A Divinely-given faith stands not in the wisdom of man—but in the power of God; whereas a faith which has impressions for its foundation, and comfortable feelings for its object—stands in the wisdom of the author of such impressions and feelings, whom we greatly fear is in many instances an evil spirit, who finding other methods unsuccessful, transforms himself as an angel of light that he may delude the unwary. Satan is determined to be worshiped in one way or another, and if he cannot secure our homage through the grosser baits by which he catches others, he will make use of our convictions and emotions. When any impression of which he is the author is rested in, he has gained his object and attained his desire.
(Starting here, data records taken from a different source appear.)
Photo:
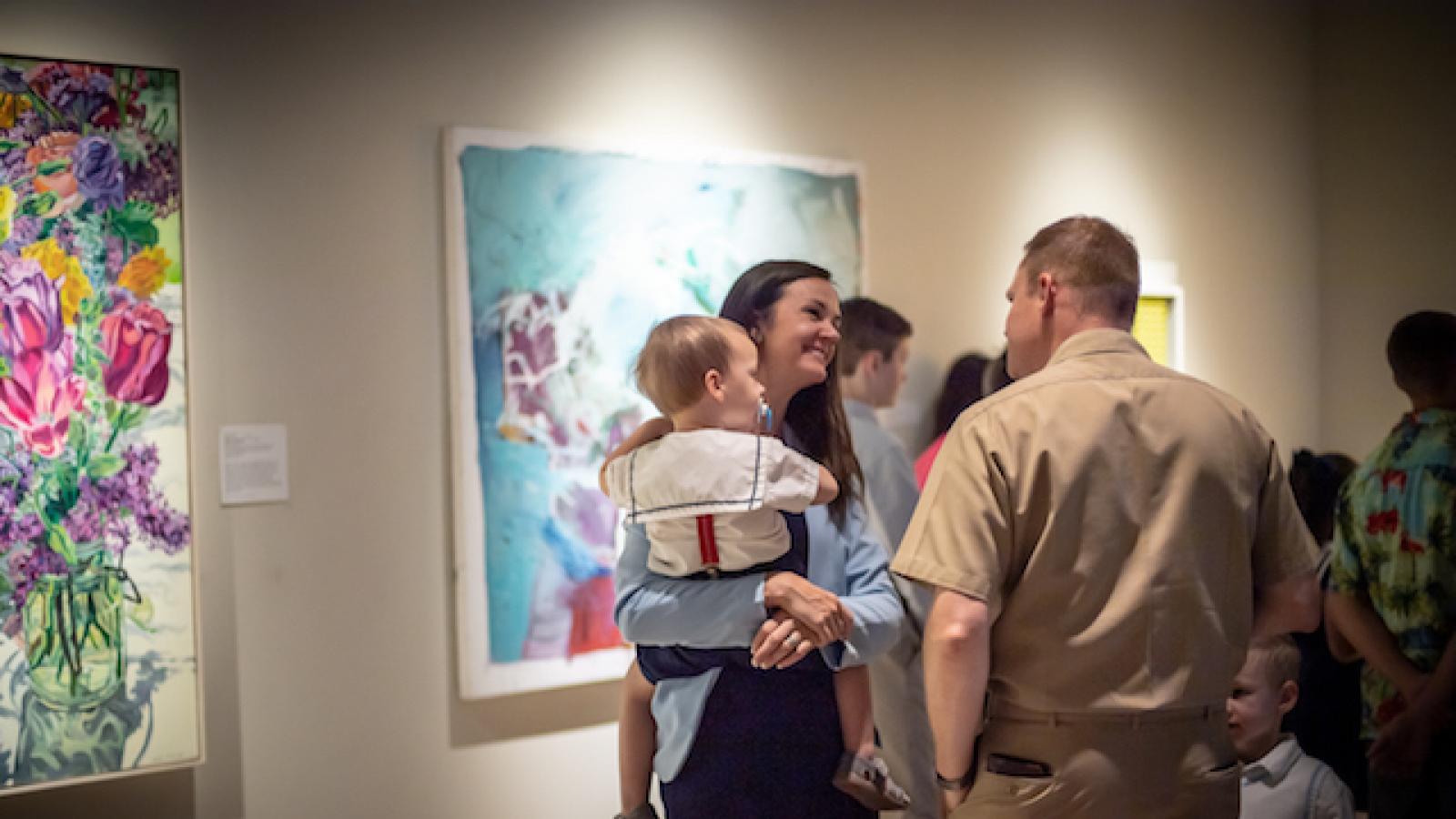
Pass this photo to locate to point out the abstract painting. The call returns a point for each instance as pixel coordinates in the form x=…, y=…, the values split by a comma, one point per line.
x=561, y=259
x=98, y=656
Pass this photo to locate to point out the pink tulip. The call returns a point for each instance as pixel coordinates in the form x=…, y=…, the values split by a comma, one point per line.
x=136, y=339
x=29, y=308
x=38, y=398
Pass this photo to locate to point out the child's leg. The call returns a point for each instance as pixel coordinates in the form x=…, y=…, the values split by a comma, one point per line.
x=856, y=716
x=637, y=739
x=863, y=773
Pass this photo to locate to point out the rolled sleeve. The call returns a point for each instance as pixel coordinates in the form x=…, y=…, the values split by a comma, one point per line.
x=870, y=595
x=793, y=480
x=699, y=614
x=960, y=537
x=1347, y=573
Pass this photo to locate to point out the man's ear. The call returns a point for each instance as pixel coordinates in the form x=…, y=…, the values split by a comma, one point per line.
x=1047, y=292
x=713, y=383
x=1288, y=697
x=871, y=361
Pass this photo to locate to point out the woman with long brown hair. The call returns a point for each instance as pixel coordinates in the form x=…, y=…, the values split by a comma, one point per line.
x=763, y=739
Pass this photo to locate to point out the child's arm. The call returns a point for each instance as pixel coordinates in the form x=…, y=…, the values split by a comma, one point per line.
x=647, y=433
x=829, y=487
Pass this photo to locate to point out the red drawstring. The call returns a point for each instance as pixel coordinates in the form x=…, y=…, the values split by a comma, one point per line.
x=706, y=542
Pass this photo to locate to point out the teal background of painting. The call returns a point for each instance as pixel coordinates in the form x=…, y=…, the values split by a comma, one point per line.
x=542, y=219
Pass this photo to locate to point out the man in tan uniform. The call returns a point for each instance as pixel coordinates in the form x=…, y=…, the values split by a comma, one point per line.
x=1104, y=537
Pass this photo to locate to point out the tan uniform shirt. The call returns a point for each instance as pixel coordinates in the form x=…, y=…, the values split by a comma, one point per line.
x=1114, y=516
It matters not to him whether wood or iron, silver or gold—or happy frames is our idol—so long as it is our idol.
A Divinely-given faith will honor God and His Word without impressions, comfortable feelings—or even the endorsement of reason—yes, against the dictates of reason. Such was the faith of Abraham, the father of all those who believe. For when God promised him a son in his old age, he "considered not his own body now dead, when he was about a hundred years old, neither yet the deadness of Sarah's womb: he staggered not at the promise of God through unbelief—but was strong in faith, giving glory to God" (Romans 4:19, 20). Such is the faith of God's elect: not merely a fair-weather commodity—but a supernatural grace which surmounts the storm. But a faith which rests on impressions is extinguished as soon as the impression wears off: such a faiths fails its possessor in the cloudy and dark day—for its foundation is but a sandy and shifting one. Then look well, my reader, to your faith: to its origin, to the foundation it rests upon, to its enduring power.
N.B. How striking and blessed is it to observe the course followed by the Lord Jesus when He was tempted of Satan. Just previously an audible voice from Heaven had witnessed to His Divine Sonship—yet when the Devil assaulted Him, saying, "If You are the Son of God," how did He repulse the Enemy's attack? Not by saying, "I know that I am the Son of God because I have recently heard the voice of My Father testifying, 'This is My beloved Son, in whom I am well pleased.'" No, He did not: instead, He had recourse to the written Word alone, saying, "It is written." "It is written again," "It is written!" And this, dear reader, was recorded for our instruction. Here, too, the Savior has left His people an example—that they should follow His steps.